The colonial villa wasn’t marked on any current map. It took three conversations, one bribe to an old municipal clerk, and a Google Earth satellite image from 2013 to locate it: a crumbling two-story structure obscured behind a line of gnarled eucalyptus trees near Rue Surcouf. Its iron gate was rusted, hanging open as though exhausted by years of neglect. Vines had claimed most of the façade, but through the lattice of green, Vidya could still make out the faded French signage above the door: Maison des Brumes—House of Mists. She hesitated before stepping in. The front door hung loosely on one hinge, the wood blackened as though scorched. Inside, the air was thick with mildew and something else—something acrid, like memory refusing to rot. The walls bore faded graffiti in both English and Tamil: snatches of poetry, names, dates, and one chilling line scrawled in red paint: “I waited for silence, but she screamed.”

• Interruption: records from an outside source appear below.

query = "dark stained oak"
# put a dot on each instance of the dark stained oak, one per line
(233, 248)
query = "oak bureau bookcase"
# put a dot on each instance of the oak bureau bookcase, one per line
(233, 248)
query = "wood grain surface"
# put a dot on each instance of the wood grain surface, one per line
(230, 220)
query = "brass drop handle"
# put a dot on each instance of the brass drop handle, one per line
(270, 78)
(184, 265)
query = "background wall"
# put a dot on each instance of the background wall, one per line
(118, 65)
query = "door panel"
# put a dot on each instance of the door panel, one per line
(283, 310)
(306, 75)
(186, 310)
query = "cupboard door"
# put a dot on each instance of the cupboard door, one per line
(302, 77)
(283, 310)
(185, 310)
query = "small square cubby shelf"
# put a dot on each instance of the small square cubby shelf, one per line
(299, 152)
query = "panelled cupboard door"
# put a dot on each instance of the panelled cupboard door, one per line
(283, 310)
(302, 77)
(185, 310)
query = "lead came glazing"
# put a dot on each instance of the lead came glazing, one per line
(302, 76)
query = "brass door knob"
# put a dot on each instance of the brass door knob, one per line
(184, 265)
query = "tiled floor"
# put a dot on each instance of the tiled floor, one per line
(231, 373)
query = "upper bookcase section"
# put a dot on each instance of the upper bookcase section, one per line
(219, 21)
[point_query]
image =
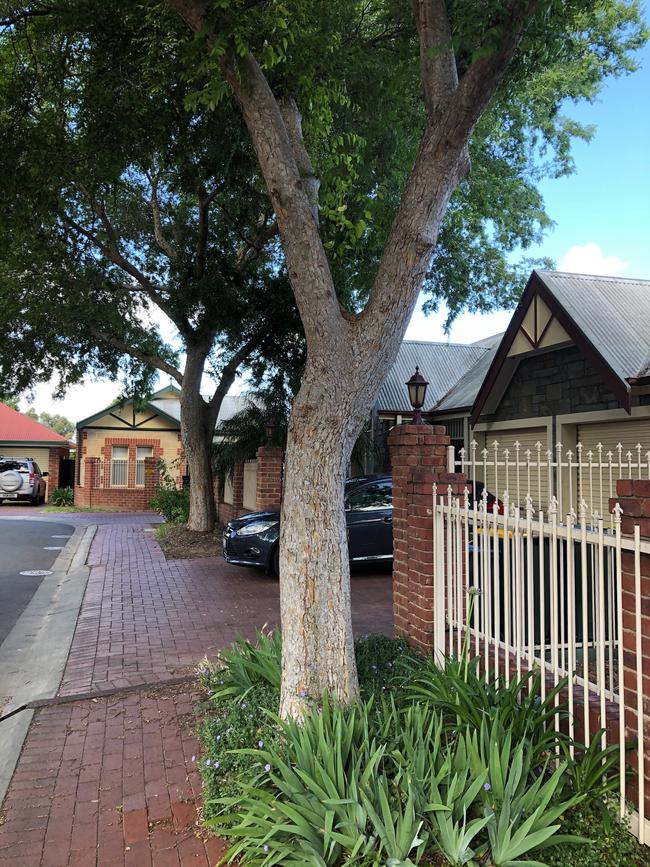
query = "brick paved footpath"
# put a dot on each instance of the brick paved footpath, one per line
(109, 781)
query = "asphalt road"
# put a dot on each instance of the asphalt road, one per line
(22, 545)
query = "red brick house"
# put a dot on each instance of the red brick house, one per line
(24, 437)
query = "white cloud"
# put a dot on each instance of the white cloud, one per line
(467, 328)
(589, 259)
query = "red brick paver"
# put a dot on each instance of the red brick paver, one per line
(109, 781)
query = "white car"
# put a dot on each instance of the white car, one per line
(21, 479)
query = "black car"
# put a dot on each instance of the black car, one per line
(253, 539)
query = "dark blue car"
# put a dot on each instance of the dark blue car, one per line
(253, 540)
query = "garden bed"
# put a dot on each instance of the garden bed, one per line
(430, 767)
(179, 543)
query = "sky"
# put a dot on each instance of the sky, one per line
(601, 215)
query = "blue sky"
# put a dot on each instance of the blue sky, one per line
(601, 211)
(602, 216)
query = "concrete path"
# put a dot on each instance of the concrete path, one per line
(25, 546)
(106, 776)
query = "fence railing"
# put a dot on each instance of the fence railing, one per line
(571, 476)
(531, 591)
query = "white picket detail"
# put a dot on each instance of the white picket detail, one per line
(547, 596)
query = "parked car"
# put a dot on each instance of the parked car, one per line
(253, 540)
(21, 479)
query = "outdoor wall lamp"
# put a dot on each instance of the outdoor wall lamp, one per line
(417, 386)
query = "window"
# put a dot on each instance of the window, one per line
(141, 453)
(120, 466)
(378, 495)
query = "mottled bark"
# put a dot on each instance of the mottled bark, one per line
(198, 419)
(349, 356)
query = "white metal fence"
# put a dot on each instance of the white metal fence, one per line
(537, 592)
(571, 476)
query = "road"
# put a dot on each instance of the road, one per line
(22, 547)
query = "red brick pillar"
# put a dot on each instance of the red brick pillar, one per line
(53, 466)
(151, 479)
(238, 490)
(634, 499)
(270, 461)
(419, 458)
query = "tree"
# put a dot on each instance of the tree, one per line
(8, 400)
(125, 208)
(293, 71)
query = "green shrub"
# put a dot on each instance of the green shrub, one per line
(430, 766)
(62, 497)
(169, 501)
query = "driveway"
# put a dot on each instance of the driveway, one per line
(24, 547)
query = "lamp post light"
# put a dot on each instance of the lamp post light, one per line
(417, 386)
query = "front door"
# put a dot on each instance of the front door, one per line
(369, 514)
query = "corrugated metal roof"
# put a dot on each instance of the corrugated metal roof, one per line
(16, 427)
(442, 364)
(613, 313)
(231, 405)
(463, 394)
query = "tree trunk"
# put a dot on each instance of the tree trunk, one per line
(197, 431)
(317, 642)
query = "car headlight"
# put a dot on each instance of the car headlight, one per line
(256, 527)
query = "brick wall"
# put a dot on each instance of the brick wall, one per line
(94, 493)
(634, 499)
(418, 458)
(270, 463)
(556, 382)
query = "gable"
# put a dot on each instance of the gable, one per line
(541, 324)
(125, 417)
(539, 329)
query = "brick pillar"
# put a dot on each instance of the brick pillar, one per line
(151, 479)
(53, 466)
(419, 458)
(238, 489)
(270, 461)
(634, 498)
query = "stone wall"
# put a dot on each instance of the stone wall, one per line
(554, 383)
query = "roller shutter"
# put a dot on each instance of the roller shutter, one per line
(597, 485)
(525, 473)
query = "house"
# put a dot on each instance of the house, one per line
(116, 441)
(24, 437)
(568, 381)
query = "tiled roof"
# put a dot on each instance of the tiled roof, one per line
(18, 428)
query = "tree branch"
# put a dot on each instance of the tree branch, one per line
(437, 61)
(134, 352)
(305, 256)
(144, 284)
(162, 242)
(229, 372)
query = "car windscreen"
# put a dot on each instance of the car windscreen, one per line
(10, 464)
(378, 495)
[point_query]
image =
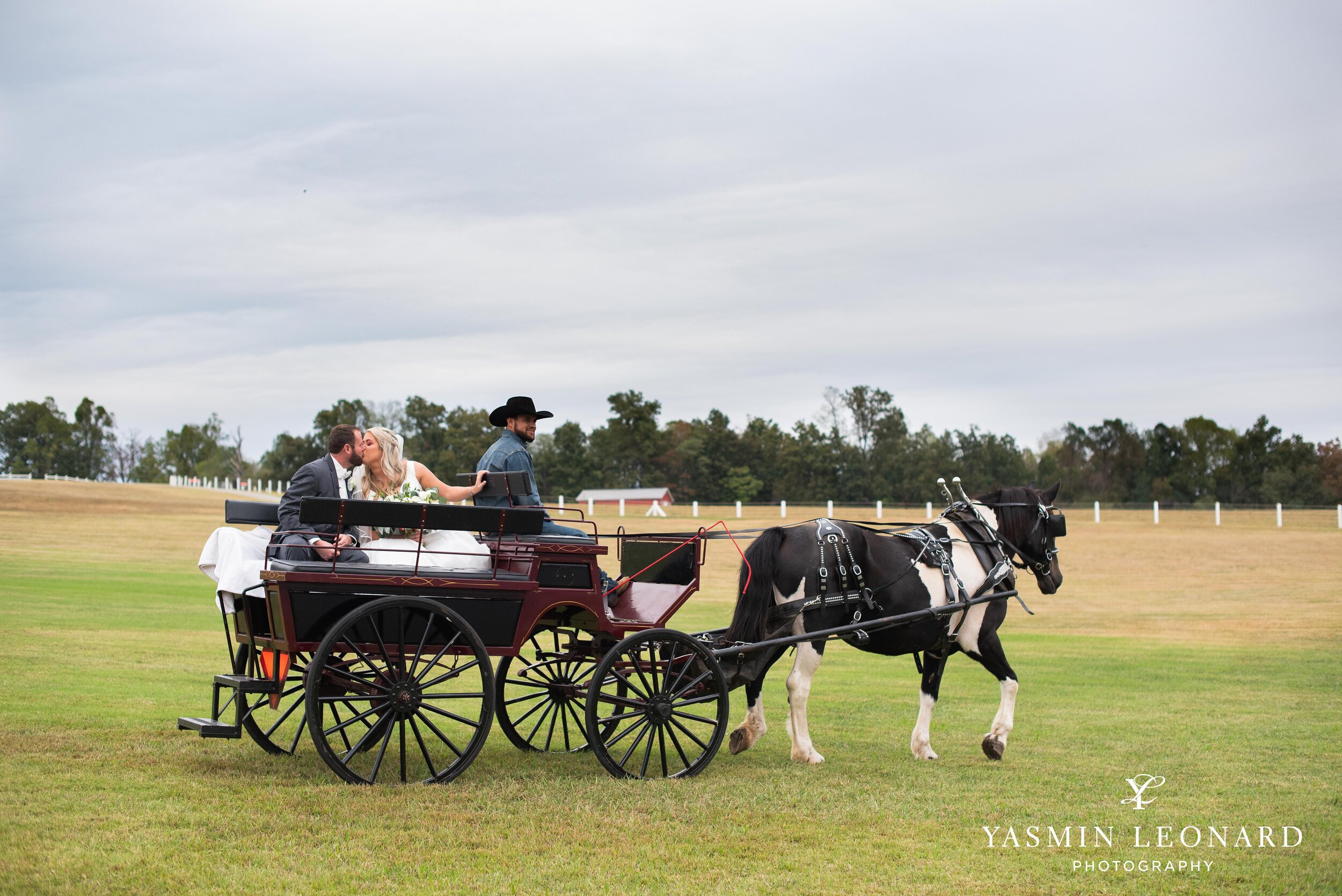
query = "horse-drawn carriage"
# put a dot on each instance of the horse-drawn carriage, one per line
(390, 670)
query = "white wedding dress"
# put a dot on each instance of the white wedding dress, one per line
(466, 553)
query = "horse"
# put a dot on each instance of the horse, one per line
(783, 565)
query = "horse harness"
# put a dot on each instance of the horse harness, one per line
(935, 550)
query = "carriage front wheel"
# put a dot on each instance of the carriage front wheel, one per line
(658, 702)
(400, 690)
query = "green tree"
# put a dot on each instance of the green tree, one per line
(1330, 470)
(92, 438)
(195, 450)
(563, 462)
(1293, 475)
(35, 438)
(631, 442)
(1241, 480)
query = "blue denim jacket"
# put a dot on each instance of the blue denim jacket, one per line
(509, 455)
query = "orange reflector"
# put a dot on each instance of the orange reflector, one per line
(267, 666)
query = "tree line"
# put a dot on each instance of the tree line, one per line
(858, 448)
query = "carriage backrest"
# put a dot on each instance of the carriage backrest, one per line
(658, 561)
(258, 513)
(510, 521)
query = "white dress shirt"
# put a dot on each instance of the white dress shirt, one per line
(341, 485)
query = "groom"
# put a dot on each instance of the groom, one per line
(324, 478)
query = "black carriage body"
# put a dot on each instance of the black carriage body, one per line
(535, 581)
(372, 651)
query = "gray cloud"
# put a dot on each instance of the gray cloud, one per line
(1011, 216)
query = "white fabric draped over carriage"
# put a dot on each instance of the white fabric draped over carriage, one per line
(235, 557)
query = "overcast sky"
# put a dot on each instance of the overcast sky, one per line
(1011, 215)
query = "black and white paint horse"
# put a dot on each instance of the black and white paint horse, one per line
(784, 566)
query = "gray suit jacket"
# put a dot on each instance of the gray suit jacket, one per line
(317, 479)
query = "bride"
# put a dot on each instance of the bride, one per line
(385, 471)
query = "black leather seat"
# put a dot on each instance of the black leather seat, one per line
(545, 540)
(375, 569)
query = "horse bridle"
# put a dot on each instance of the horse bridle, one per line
(1055, 528)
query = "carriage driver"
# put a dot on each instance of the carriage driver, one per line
(510, 455)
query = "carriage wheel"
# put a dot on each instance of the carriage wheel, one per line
(541, 694)
(659, 702)
(277, 725)
(402, 688)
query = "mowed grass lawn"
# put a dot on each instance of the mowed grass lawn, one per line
(1204, 655)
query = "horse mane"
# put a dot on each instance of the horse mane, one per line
(1013, 522)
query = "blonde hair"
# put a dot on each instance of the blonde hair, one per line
(392, 467)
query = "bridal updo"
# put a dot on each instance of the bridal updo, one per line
(390, 474)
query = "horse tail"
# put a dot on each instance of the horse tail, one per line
(750, 619)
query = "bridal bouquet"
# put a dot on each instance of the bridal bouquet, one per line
(410, 496)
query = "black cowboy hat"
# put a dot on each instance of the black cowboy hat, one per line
(516, 407)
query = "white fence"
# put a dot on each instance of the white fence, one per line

Exploring deeper into the house, Vidya found what looked like the remnants of a study: broken bookshelves, an overturned desk, and beneath it, a floorboard that seemed slightly raised. She pried it loose with the edge of her umbrella and found, hidden beneath, an inscription scratched into the wood: “Verse IX. Stone. Bell.” Three words, no context. She scribbled them into her notebook, heart pounding. It was the first tangible clue linking the manuscript to the real world—proof that The Seven Silences wasn’t entirely fictional. Perhaps Rousseau had intended this house as a puzzle box, each room a stanza, each hidden message a line waiting to be uncovered. Vidya stood up slowly, her knees dusty and aching, but her mind alight. The fire-damaged walls, the graffiti, the inscription—this was the birthplace of the silence. But she wasn’t the first to find it. In the far corner, she noticed melted candle wax on the windowsill—fresh. Someone else had been here. Recently.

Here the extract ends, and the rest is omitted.